Rick glances at the empty camp. "You're welcome to stay with us," he says. She glances at him sharply. "If we move on, you're welcome to come."
"You don't even know me," the surprise is evident in her voice.
"No. I don't," his jaw works, and he lets out a soft scoff. "But if we're going to survive this, we need to come together to be strong – and we're stronger as a group."
He's taking a chance.
He knows it.
She knows it.
"We'll see," she says.
"You should get some rest. We have an extra tent. It's in the RV, if you'd like."
"Thank you."
"I'm hopin' my trust means something," despite the warning he holds out a hand.
She takes it, "it does."
T-Dog helps her set up her own tent nearer the edge of camp, yammering on about the queerness of wanting to be alone. He blubbers when he realizes what he'd said, but she gives him the barest smirk as she presses her laugh into her palm.
It's the first time she's laughed in an age.
Dale brings over a sleeping bag, apologizing that there are no more cots or spare sleeping pads.
"It'll be the ground, I'm afraid," he says.
It is the first time she's really spoken to the man – not including his moments of sage advice -, and she finds herself smiling tentatively as he bustles around her tent complaining to T-Dog about his lack of craftsmanship.
The two bicker quietly, though their words wash over Cal with a warmth that leaves her feeling uncomfortable. She promptly thanks both, and exits the tent; she still has something to do.
The tent isn't noticeably far from the group, but she can see how it is set back a few feet – as if it doesn't quite want to be there. For a long moment she stands there, staring at the flap hanging loosely from it's zipper. It's open enough to be inviting, but shut enough to not be. She contemplates turning and leaving when she hears a soft curse from behind her – she glances over her shoulder to see an angry Rick storming across the camp towards a wide eyed Glenn.
She ducks through the door - and comes face to face with Daryl.
"What're you doin' in here?"
She blinks at him for a long moment.
"You deaf or jus' stupid?"
She watches him as he watches her. He has a scowl on his face. A wound slithering down from his temple. His shirt is open. His side bandaged. His eyes are narrowed and he's biting at his lip like he isn't quite sure what's going on. He's opening his mouth – probably to grumble some more at her – when she reaches up and pulls the crossbow bolt from where she'd tucked it in her pony tail.
"Found this," she says. "Thought you might like another one."
He eyes it warily as she presents it to him. "Pro'lly not the right size," he grouses, taking the bolt into his hand with a tentative glance.
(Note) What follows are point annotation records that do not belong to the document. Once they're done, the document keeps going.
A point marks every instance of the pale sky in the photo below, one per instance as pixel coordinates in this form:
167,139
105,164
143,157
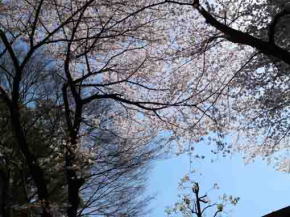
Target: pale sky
261,188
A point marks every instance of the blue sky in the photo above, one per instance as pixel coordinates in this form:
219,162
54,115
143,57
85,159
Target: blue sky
261,188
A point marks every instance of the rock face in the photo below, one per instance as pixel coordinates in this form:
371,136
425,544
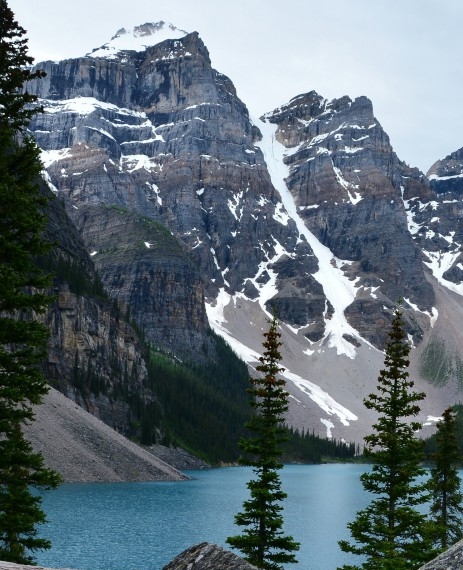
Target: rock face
84,449
348,186
451,559
196,216
206,556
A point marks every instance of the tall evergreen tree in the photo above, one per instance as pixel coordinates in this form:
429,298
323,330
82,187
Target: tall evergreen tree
23,340
446,496
391,533
263,543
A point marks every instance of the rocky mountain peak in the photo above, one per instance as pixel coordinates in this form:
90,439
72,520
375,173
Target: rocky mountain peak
446,175
138,39
308,211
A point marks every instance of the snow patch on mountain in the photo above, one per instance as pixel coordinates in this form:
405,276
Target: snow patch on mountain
217,320
138,39
339,290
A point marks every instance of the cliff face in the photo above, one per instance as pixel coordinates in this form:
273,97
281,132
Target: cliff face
196,216
94,353
349,185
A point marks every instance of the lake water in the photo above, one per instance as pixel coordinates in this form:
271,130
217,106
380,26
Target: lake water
142,526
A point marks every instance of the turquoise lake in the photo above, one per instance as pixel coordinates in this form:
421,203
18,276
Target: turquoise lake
142,526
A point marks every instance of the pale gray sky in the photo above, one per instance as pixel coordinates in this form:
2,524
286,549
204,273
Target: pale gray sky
405,55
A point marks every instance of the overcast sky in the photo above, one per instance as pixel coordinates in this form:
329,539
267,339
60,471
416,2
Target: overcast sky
405,55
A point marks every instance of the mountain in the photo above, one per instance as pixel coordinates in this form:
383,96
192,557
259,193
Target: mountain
198,217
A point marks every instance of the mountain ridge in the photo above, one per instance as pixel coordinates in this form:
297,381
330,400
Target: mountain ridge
308,211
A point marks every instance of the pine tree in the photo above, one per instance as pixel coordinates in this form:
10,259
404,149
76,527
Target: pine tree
446,497
23,340
391,533
262,542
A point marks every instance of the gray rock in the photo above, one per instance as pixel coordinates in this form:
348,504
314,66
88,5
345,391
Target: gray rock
451,559
207,556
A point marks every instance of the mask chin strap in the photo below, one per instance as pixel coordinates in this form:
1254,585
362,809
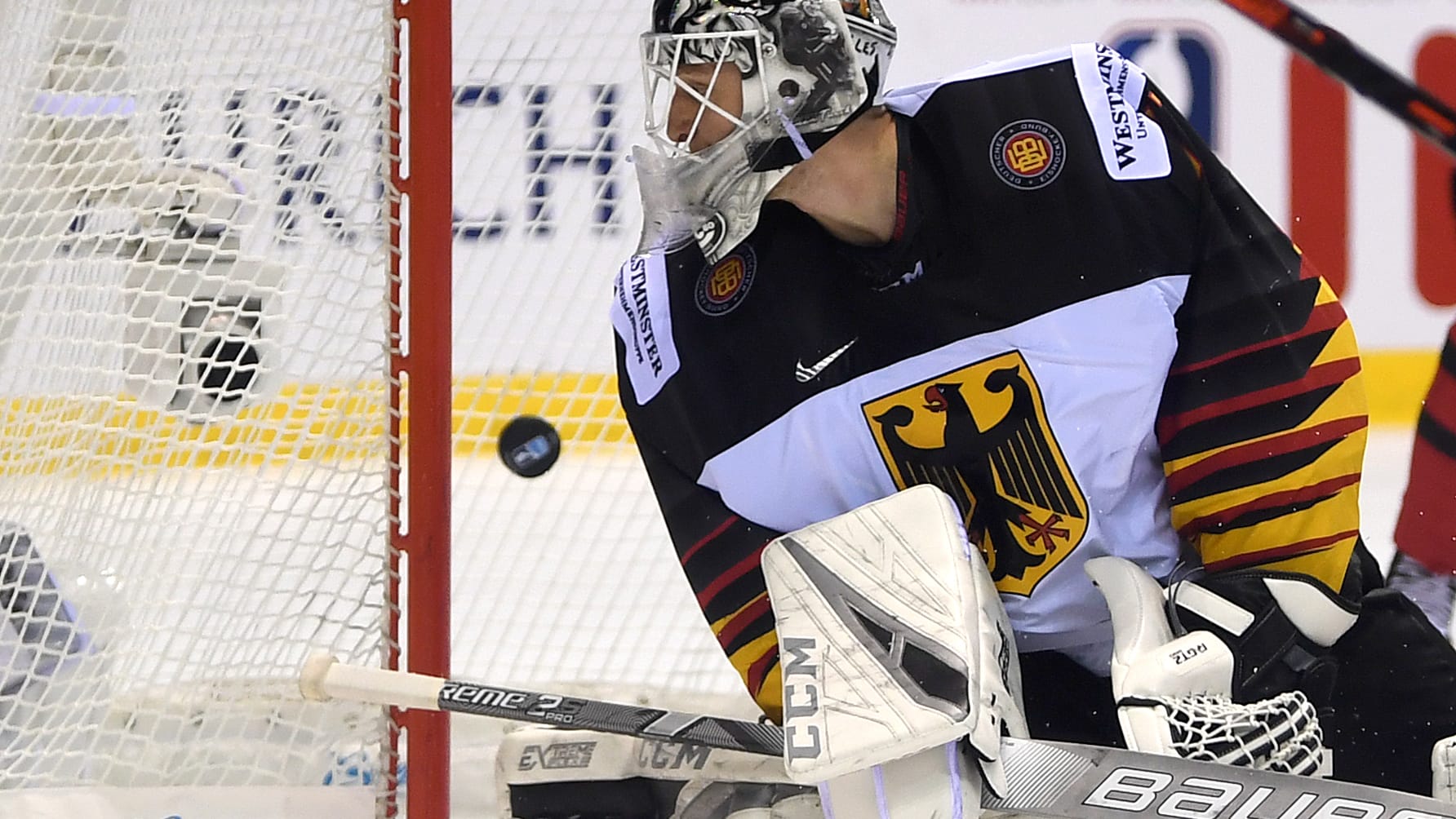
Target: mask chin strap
798,146
795,137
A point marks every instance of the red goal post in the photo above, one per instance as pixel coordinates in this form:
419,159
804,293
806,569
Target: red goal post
274,277
224,402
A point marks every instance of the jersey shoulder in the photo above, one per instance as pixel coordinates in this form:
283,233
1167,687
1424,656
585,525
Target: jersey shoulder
1081,100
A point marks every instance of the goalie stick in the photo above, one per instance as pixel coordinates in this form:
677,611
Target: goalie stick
1045,778
1341,59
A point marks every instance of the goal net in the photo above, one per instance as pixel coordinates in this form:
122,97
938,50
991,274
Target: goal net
195,403
204,310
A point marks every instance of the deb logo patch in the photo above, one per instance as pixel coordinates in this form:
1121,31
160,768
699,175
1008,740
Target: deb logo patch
1028,154
724,286
1112,86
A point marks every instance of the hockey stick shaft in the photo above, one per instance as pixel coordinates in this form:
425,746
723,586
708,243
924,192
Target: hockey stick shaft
1051,780
323,678
1337,55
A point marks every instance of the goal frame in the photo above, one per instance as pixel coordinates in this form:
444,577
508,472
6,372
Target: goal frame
421,281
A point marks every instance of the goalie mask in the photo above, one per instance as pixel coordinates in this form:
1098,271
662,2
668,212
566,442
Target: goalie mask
804,69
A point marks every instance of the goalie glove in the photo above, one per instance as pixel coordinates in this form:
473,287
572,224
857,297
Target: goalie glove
1174,694
1279,627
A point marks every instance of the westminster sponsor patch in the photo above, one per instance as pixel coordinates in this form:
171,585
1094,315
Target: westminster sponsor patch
1028,154
641,317
1132,146
722,287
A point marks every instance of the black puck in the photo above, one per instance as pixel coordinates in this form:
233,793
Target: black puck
529,445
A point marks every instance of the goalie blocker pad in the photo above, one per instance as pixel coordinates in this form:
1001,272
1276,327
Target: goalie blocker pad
893,640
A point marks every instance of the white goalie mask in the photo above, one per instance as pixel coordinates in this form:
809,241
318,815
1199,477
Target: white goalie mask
807,67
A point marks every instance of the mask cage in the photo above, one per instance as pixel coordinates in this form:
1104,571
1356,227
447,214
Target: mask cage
663,54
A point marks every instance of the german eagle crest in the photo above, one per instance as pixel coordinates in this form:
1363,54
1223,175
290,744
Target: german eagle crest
982,436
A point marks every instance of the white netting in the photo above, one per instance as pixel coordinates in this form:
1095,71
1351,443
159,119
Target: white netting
1281,733
193,386
570,577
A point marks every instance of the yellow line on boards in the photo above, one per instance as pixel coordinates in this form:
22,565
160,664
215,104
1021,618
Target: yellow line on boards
100,434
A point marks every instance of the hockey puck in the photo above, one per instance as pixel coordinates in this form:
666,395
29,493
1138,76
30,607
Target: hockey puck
529,445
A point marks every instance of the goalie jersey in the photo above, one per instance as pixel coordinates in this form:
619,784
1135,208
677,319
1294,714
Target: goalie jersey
1084,330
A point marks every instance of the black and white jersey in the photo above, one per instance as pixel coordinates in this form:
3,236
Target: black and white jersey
1084,330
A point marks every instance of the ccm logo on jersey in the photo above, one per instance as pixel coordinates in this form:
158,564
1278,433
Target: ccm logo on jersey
1132,146
802,722
1136,790
640,315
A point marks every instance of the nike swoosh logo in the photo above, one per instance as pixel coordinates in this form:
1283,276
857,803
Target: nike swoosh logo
807,374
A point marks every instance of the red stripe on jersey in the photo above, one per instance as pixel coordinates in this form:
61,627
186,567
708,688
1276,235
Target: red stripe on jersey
733,573
1281,551
1440,399
1322,317
707,538
1315,377
741,620
1225,516
1248,453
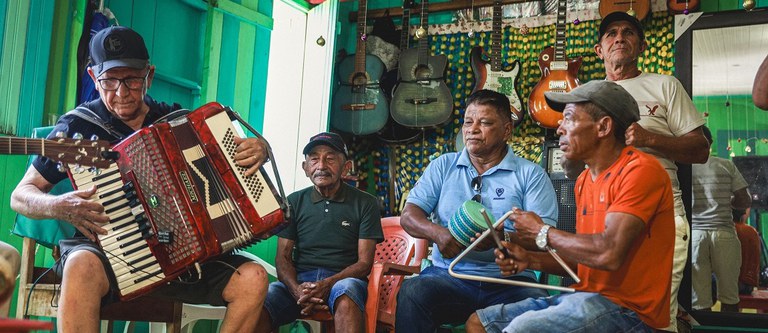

She waits as he eyes it, as he twirls it between his fingertips and runs his fingers along the orange and yellow feathers. He catches the tip on his thumbnail and squints down the shaft, appraising it carefully.
She nods, "right kind?"
"It'll do," he mutters.
She turns to leave when his voice rises up, making her freeze. "You find anything out there?"
She hesitates. She hesitates because there is something in his voice – the barest thread of hope. "Not what we were looking for," she says over her shoulder.
He nods slowly.
And looks away.
"Tell them assholes to quiet down out there. Some people are tryin' to sleep."